Soldiers Magazine,Â by Lisa Gregory
THE Army chief of staff leaves his vehicle and safely enters a building somewhere in the world. Before this simple act can occur, agents from the Department of the Army’s Protective Services Unit must plan and coordinate the trip, conduct a threat assessment, tour the routes and the destination, and conduct motorcade operations to ensure the dignitary’s safety during his visit.
Protecting the Army’s senior officials became the mission of the Office of the Provost Marshal General in 1967, during the height of the Vietnam War. The “principals,” a term used by PSU agents to identify the people they protect, were the secretary and chief of staff of the Army. The protective service mission was assigned to the U.S. Army Criminal Investigation Command in 1971.

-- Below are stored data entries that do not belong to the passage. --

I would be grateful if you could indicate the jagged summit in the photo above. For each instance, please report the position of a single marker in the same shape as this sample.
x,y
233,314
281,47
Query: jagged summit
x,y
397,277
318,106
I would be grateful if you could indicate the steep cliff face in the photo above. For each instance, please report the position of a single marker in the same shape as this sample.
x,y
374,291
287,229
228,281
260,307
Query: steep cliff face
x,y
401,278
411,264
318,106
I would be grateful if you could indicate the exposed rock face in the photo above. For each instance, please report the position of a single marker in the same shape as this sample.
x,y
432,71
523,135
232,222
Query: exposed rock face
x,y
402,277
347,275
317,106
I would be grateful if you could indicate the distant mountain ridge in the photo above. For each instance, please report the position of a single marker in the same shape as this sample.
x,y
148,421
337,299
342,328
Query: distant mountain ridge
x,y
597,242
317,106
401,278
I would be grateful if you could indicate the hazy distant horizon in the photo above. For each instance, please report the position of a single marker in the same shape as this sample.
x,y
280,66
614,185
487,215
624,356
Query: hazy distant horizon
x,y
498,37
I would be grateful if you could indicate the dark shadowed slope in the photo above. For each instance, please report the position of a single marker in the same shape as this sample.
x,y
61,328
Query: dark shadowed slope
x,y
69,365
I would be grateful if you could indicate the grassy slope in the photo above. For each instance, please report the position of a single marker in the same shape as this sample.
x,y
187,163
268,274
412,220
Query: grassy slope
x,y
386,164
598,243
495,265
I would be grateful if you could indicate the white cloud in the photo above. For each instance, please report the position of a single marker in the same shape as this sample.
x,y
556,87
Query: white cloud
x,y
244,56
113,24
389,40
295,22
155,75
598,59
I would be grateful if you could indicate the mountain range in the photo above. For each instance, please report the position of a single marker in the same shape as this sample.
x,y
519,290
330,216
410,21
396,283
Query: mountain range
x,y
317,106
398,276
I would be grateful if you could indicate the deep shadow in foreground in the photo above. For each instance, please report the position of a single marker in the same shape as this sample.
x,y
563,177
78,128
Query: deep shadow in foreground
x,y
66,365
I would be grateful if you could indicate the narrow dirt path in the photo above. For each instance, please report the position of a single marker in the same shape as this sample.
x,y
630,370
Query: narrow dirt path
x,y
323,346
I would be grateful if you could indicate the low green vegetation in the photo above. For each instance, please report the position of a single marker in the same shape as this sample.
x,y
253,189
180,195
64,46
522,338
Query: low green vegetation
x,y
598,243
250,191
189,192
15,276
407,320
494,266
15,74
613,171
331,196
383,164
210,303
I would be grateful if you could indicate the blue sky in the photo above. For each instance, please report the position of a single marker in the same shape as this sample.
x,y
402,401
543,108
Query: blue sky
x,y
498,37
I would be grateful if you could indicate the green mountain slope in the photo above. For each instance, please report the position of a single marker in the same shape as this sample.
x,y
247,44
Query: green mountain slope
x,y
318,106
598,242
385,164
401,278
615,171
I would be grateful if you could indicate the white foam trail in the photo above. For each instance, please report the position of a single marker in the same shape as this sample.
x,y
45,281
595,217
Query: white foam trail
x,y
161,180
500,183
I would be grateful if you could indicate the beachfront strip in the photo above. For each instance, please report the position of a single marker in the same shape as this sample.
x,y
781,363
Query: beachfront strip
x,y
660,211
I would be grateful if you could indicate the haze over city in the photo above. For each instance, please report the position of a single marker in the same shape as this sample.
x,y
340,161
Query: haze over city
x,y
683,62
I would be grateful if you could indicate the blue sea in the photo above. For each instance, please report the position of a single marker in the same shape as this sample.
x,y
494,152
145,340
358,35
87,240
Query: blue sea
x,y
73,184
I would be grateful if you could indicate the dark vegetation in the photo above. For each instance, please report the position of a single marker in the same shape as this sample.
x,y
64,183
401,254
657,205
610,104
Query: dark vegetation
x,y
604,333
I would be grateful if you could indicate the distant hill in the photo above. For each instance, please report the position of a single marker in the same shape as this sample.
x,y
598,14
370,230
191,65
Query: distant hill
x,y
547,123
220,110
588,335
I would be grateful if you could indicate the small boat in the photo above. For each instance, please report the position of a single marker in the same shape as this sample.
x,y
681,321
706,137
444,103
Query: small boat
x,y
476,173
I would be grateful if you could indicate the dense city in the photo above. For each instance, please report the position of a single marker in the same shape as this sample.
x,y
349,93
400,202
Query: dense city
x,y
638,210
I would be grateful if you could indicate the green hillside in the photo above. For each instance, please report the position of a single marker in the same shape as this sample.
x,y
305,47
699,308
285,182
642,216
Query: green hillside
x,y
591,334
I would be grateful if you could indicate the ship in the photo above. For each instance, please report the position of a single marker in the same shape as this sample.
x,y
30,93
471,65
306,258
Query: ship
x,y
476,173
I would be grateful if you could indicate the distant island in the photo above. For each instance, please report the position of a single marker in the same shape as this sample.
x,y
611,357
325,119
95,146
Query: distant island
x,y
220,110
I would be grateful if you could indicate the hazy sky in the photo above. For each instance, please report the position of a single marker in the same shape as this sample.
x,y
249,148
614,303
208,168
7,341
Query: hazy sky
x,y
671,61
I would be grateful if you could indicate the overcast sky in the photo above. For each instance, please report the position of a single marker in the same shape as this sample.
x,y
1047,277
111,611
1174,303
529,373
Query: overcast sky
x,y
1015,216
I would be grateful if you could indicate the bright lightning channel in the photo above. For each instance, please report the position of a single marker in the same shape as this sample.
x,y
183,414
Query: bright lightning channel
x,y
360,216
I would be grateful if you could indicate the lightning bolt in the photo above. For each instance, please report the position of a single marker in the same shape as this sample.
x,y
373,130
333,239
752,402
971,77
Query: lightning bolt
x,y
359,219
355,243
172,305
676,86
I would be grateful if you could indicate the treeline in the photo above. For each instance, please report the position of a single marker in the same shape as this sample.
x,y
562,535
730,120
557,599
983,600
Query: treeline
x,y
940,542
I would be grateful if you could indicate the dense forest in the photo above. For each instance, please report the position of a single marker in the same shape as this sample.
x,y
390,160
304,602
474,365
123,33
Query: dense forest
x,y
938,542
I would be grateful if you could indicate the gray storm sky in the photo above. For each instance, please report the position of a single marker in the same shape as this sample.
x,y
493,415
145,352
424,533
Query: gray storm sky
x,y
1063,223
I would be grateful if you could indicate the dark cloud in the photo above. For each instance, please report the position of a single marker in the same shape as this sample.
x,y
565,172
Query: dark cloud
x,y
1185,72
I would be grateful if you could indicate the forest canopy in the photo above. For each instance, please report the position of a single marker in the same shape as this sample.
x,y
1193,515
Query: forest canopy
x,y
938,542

The mission expanded over the years, and today includes the protection of the secretary and deputy secretary of defense; the chairman and vice chairman of the Joint Chiefs of Staff; the secretary, chief of staff and vice chief of staff of the Army; and their foreign counterparts when they are on official U.S. visits.

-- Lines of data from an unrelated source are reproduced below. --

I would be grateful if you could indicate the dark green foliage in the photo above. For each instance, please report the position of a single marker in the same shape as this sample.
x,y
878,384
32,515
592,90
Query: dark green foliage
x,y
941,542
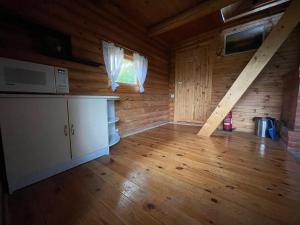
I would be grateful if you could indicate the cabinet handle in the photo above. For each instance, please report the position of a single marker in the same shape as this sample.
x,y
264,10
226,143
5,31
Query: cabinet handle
x,y
72,129
66,130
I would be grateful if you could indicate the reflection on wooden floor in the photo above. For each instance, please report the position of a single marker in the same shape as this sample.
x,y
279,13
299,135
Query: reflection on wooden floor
x,y
169,175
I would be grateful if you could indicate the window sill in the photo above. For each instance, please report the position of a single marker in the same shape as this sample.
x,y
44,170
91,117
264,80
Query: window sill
x,y
127,88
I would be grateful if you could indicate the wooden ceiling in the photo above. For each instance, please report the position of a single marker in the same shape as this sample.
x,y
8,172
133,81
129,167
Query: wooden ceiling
x,y
175,20
151,12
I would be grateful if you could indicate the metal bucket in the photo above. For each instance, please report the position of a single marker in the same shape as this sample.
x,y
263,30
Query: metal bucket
x,y
262,126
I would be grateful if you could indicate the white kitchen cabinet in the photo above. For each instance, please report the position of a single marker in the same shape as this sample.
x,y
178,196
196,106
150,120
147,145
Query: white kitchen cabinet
x,y
45,135
88,125
35,138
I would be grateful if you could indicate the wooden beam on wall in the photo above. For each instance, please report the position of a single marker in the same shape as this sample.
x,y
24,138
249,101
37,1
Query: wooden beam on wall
x,y
201,10
277,36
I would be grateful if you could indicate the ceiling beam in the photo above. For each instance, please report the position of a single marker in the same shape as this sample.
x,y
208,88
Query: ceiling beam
x,y
256,10
201,10
263,55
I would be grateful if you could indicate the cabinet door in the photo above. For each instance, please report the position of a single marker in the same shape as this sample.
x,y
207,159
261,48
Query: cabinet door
x,y
35,138
88,125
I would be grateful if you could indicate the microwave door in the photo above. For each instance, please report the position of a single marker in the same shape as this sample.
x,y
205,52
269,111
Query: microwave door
x,y
25,77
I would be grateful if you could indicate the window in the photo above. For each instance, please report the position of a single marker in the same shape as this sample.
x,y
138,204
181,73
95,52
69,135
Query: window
x,y
127,74
245,40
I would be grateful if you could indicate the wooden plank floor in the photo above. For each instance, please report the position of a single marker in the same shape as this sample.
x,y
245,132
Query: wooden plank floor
x,y
169,175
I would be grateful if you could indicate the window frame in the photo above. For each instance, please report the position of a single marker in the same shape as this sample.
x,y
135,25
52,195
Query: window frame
x,y
130,58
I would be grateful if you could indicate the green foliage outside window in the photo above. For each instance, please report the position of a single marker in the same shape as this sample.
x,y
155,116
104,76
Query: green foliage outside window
x,y
127,74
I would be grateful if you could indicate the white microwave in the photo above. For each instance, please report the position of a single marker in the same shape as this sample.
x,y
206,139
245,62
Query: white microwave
x,y
27,77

“The PSU’s mission is to protect these officials and their foreign counterparts from assassination, embarrassment, kidnapping or injury,” said CPT Tom Denzler, PSU commander.
The PSU operates much like the U.S. Secret Service, but with the specific goal of protecting Department of Defense leaders. The unit is, in fact, DOD’s premier provider of executive-protection services.

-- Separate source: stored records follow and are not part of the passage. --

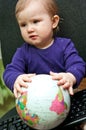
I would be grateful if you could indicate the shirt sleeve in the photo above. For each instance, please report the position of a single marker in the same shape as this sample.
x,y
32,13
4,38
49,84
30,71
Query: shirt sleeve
x,y
74,63
14,69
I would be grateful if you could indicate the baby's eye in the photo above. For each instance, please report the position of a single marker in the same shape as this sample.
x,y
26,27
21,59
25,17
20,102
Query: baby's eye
x,y
22,24
35,21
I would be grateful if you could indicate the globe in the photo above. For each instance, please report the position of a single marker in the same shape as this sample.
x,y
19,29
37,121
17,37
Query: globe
x,y
43,105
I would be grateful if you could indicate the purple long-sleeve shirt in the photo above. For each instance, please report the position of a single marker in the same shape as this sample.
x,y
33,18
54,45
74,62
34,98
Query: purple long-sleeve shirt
x,y
61,56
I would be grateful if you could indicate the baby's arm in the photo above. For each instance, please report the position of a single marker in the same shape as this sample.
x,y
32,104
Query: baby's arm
x,y
66,80
21,82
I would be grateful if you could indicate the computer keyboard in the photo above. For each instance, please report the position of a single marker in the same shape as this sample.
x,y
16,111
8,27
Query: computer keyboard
x,y
77,115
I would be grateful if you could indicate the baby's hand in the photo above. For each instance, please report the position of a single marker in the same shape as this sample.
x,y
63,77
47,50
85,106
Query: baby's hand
x,y
21,82
66,80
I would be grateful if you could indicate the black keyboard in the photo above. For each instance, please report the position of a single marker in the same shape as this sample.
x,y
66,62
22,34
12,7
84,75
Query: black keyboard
x,y
77,115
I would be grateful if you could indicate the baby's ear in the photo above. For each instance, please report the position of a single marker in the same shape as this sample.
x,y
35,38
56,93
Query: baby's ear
x,y
55,20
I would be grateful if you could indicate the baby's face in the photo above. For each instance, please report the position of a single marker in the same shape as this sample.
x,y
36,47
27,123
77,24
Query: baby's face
x,y
36,25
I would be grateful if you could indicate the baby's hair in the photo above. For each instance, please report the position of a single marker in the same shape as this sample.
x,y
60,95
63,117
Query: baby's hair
x,y
50,5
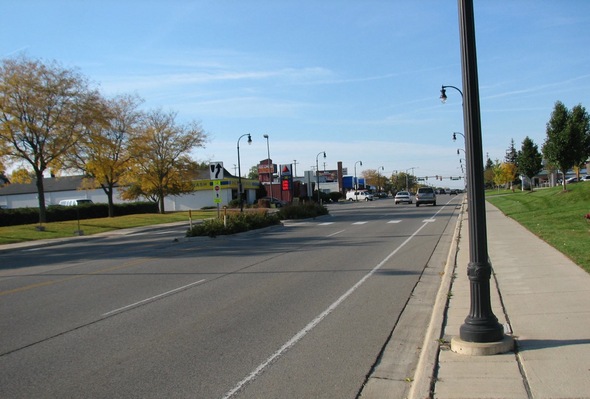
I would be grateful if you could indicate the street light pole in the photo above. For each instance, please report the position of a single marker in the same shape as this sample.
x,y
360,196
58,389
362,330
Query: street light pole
x,y
379,178
355,178
407,182
317,171
240,171
481,325
269,167
443,92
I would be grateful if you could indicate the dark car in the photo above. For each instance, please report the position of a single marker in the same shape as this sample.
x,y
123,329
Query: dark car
x,y
425,195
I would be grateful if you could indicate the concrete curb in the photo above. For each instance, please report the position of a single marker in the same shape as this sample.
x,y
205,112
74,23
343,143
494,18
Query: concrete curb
x,y
422,385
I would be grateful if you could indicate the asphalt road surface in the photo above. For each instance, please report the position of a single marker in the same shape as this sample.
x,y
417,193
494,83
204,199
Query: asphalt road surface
x,y
295,311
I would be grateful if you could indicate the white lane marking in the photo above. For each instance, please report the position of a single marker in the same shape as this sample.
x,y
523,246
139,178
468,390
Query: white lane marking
x,y
299,336
153,297
165,232
336,233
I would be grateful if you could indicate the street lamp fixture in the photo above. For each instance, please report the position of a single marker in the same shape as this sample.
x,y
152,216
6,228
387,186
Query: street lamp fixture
x,y
481,325
355,178
240,191
407,180
317,171
269,167
379,178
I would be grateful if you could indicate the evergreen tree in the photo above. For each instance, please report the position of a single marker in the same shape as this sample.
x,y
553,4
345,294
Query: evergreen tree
x,y
530,161
568,142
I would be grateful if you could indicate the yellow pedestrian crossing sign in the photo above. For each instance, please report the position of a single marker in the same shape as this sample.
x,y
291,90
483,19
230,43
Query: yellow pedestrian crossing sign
x,y
217,191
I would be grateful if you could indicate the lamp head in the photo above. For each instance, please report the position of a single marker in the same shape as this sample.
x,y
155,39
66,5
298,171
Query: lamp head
x,y
443,94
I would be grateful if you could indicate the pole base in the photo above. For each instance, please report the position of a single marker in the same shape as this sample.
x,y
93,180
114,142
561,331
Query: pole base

CW4 Bill Wiser, the PSU’s operations officer, said the unit is part of the 701st Military Police Group, at Fort Belvoir, Va. PSU often accomplishes its mission through cooperation with, or assistance from, the Army Criminal Investigation Command and its 6th, 202nd and 701st MP Groups, and agents from the Naval Criminal Investigative Service and the Air Force Office of Special Investigations.
Denzler also credits the National Guard and Reserve units that augment the unit.
“Since the horrific events of Sept. 11, 2001, our reliance on reserve-component soldiers has been incredible. We can’t accomplish our mission without them, because our workload has increased by threefold,” he said.
Agents from 11 different Army National Guard and Army Reserve units have augmented the PSU during the last 18 months. These agents, many of whom have a wealth of military and civilian law-enforcement expertise, arrive at the PSU and hit the ground running, Denzler added. “Their performance and motivation is a testament to the value of reserve-component CID agents.”
CW2 Randall Elrod, a Reservist from Boston, Mass., has been working with the PSU for 18 months.
“I was initially called up after Sept. 11, 2001, for one year and I’ve volunteered for a second year,” he said. “CID has really gone beyond the total Army concept by making this one big unit. The command ensures that active-duty and reserve-component soldiers are treated equally, and when soldiers deploy, their family matters have been taken care of.”
Before agents are assigned to the PSU, they must complete the CID Special Agent Course at Fort Leonard Wood, Mo., and must have completed a one-year apprenticeship in the field.
“This gives an agent at least one challenging tour in the field,” said Wiser. “The unit has grown over the years, and there’s a good chance that if a soldier starts his career as a young agent, he’ll eventually be assigned here,” he added.
Wiser said not all agents begin their careers in the military police, but they should be specialists or above, 21 years old and have at least 60 semester hours of college credit to be considered for an assignment as an agent.
Once assigned to the unit, agents work as part of the Washington, D.C., Metro team.
“Agents are assigned to the Metro team for about a year,” Denzler said. “They conduct residence watches, control-room operations, motorcade operations and close-in protection. Once they’ve reached a required proficiency level, they move to a travel team, providing protection overseas, often in a high-threat area, so the challenges are multiplied,” he added.
Some agents see the opportunity for travel as a plus. “In fiscal year 2002 our agents traveled to more than 40 countries. It takes a great deal of time and a number of agents to execute these missions, and we couldn’t do it without dedicated people,” Denzler said.
Overseas missions are coordinated with U.S. embassies and host-nation security officials, Wiser said.
“We work closely with the embassies overseas, since they’re able to facilitate mission success through their knowledge of the country and ability to provide liaison with other host-nation agencies,” he said. “For example, if we have a civilian principal, we may have local civilian police assistance, and military assistance for a military principal.”
As in any other military job, ongoing training is important for PSU agents.
“We send agents to several courses to equip them with a wide variety of skills,” Wiser said. “Some of the courses–such as protective services and evasive driving–are conducted at the Army Military Police School. We’ve also sent agents to courses offered by the Marine Corps and the FBI, and use some civilian companies for enhancement training in things such as marksmanship.”